Por Bruno Cortés
En el Congreso mexicano, la diputada Ana Erika Santana González puso sobre la mesa un problema que avanza en silencio pero que cada vez pesa más en el sistema de salud: la enfermedad renal crónica. Y lo hizo con algo clave en política pública: reunir a especialistas, autoridades y organizaciones para pasar del diagnóstico a propuestas concretas.
El foro que organizó junto al Colegio de Nefrólogos de México A.C. no fue solo un evento técnico, sino un intento por aterrizar soluciones a un problema que ya es considerado global. De hecho, la propia legisladora recordó que la Organización Mundial de la Salud elevó recientemente la salud renal a prioridad internacional, algo que no es menor si se entiende el tamaño del reto.
En términos simples, lo que está pasando es esto: cada vez hay más personas con enfermedades como diabetes e hipertensión, y eso dispara los casos de daño renal. En México, la diabetes tipo 2 —uno de los principales detonantes— ha crecido de forma importante en los últimos años, lo que se traduce en más pacientes que terminan enfrentando tratamientos complejos, costosos y de largo plazo.
Aquí es donde la política pública entra de lleno. Porque no se trata solo de atender a quienes ya están enfermos, sino de evitar que lleguen a etapas críticas. La lógica del foro fue clara: prevenir, detectar a tiempo y tratar mejor. Suena básico, pero en la práctica implica cambiar cómo funciona el sistema de salud desde el primer nivel de atención.
Los datos ayudan a dimensionar la urgencia. En México, casi uno de cada cinco adultos podría tener algún grado de enfermedad renal, una cifra por encima del promedio mundial. Eso significa millones de personas que, en muchos casos, ni siquiera saben que están enfermas hasta que el daño ya es avanzado.
Y cuando eso pasa, el impacto no es solo en la salud. Los tratamientos como la diálisis o los trasplantes no solo son complejos, también representan una carga económica fuerte tanto para las familias como para el Estado. Por eso, una de las ideas que más peso tomó en el foro fue la creación de un registro nacional de pacientes. Dicho en sencillo: saber cuántos enfermos hay realmente para poder planear mejor el gasto y la atención.

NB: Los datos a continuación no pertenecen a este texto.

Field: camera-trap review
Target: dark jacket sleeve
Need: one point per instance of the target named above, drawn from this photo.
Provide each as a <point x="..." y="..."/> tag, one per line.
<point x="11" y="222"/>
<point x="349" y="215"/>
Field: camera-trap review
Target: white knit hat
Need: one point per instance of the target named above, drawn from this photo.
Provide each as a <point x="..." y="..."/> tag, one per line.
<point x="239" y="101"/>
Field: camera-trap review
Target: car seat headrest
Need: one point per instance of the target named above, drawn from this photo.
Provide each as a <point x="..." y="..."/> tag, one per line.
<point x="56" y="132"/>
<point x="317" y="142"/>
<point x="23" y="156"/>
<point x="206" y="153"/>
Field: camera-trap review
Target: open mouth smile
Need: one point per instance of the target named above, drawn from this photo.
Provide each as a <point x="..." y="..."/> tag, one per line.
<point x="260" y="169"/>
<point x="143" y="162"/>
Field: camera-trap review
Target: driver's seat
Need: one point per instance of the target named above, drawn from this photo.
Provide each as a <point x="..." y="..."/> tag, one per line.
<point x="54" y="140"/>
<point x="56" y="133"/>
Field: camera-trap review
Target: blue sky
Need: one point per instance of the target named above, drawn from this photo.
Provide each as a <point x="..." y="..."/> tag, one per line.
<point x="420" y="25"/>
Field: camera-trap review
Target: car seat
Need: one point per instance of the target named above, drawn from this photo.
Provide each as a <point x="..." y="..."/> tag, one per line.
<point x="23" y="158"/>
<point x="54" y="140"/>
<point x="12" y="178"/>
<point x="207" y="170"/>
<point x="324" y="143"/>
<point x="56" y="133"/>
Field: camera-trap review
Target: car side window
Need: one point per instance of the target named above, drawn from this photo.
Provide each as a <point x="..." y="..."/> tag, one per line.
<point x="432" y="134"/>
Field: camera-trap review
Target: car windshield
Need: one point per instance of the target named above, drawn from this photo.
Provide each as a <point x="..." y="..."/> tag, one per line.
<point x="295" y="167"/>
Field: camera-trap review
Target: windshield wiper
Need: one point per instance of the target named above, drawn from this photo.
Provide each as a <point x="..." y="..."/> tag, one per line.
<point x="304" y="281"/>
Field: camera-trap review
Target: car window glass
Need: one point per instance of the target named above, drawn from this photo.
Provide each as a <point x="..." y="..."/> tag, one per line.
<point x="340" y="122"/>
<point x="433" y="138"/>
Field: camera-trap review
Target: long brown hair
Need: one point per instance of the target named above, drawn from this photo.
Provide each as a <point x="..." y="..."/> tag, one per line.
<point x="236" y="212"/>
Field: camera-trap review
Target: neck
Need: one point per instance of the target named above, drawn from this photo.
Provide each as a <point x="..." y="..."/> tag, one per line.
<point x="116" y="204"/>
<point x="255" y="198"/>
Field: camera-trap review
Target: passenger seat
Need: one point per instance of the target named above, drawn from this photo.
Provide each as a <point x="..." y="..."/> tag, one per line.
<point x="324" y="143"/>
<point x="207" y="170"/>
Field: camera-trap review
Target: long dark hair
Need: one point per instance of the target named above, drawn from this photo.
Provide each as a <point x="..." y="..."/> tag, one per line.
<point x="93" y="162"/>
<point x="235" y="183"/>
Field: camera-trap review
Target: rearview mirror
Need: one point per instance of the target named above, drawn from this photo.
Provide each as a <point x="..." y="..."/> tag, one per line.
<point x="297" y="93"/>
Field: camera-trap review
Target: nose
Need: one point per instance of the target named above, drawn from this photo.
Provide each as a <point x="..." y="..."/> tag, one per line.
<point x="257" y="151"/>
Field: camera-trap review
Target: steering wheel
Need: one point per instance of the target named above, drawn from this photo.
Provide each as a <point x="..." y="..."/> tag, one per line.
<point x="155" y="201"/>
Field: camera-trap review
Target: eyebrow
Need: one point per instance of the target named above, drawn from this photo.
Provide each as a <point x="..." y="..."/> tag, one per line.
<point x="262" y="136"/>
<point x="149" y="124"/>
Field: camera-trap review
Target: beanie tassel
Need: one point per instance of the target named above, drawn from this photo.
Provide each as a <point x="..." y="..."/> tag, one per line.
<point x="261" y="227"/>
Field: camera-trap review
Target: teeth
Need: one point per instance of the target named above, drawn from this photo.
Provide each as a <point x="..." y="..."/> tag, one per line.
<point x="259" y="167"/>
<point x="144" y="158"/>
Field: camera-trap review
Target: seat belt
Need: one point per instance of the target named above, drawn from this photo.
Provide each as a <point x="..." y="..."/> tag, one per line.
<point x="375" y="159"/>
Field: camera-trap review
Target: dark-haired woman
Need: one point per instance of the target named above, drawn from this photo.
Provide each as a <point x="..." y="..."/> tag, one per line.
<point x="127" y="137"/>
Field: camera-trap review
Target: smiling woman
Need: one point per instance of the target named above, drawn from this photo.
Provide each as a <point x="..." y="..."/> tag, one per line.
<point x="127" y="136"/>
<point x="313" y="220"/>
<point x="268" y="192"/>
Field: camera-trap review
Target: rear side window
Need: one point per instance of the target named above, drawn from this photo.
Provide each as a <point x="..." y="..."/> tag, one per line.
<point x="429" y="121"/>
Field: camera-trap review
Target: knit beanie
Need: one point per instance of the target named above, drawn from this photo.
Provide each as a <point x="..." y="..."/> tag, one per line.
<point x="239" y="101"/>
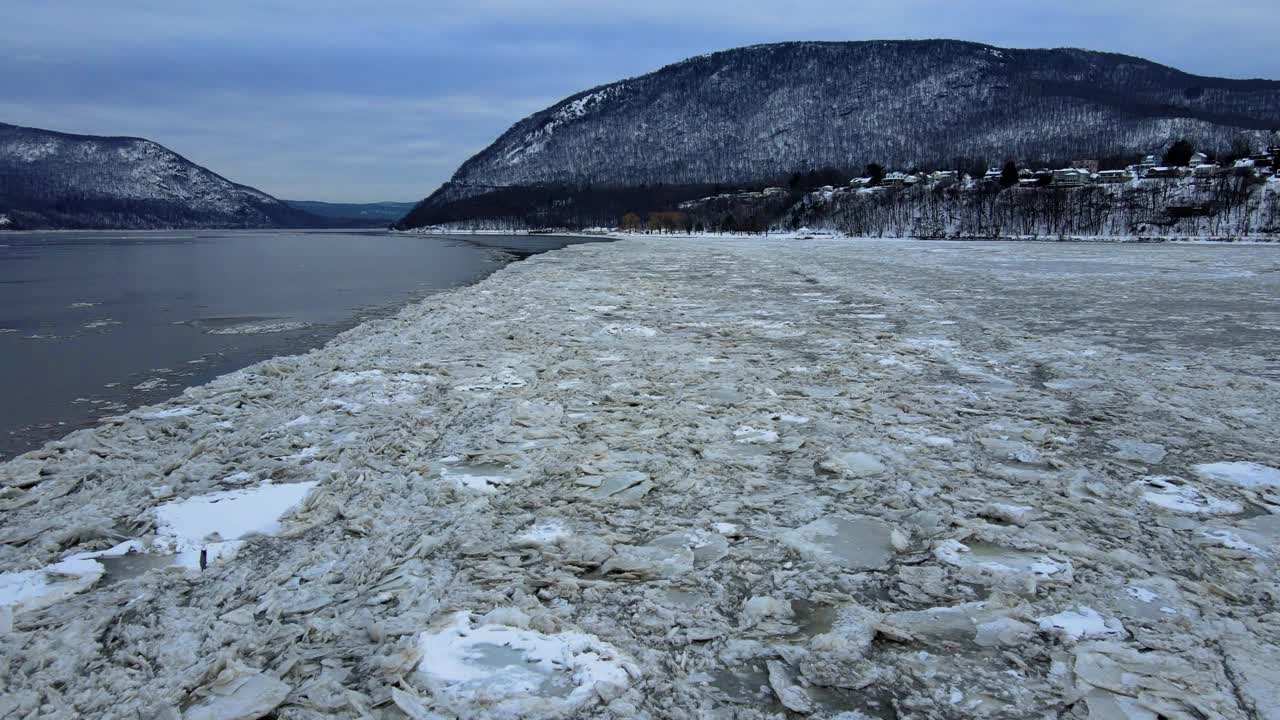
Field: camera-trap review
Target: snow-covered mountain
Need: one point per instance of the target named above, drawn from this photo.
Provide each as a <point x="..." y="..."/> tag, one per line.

También se habló de fortalecer los llamados programas nacionales de atención médica, que en teoría deberían ordenar cómo se diagnostican y tratan estas enfermedades en todo el país. El problema es que muchas veces no se aplican de forma uniforme, lo que genera desigualdades en la atención.
Desde el lado técnico, especialistas insistieron en algo que parece obvio pero sigue siendo un reto: capacitar mejor a los médicos de primer contacto. Son ellos quienes pueden detectar señales tempranas y evitar que un paciente llegue a una etapa donde ya necesita diálisis. Además, se planteó reforzar campañas de prevención enfocadas en hábitos básicos como la alimentación, la actividad física y la reducción del consumo de alcohol y tabaco.
Lo que dejó claro este encuentro es que la enfermedad renal no solo es un tema médico, sino económico y social. Si no se atiende a tiempo, termina saturando hospitales, elevando costos públicos y afectando la calidad de vida de millones de personas.
Por ahora, la diputada ha planteado llevar las conclusiones del foro a propuestas legislativas, incluyendo la posible creación de un registro nacional obligatorio y medidas para fortalecer la prevención. Falta ver si estas ideas logran traducirse en políticas concretas, pero el primer paso ya está dado: poner el tema en la agenda pública.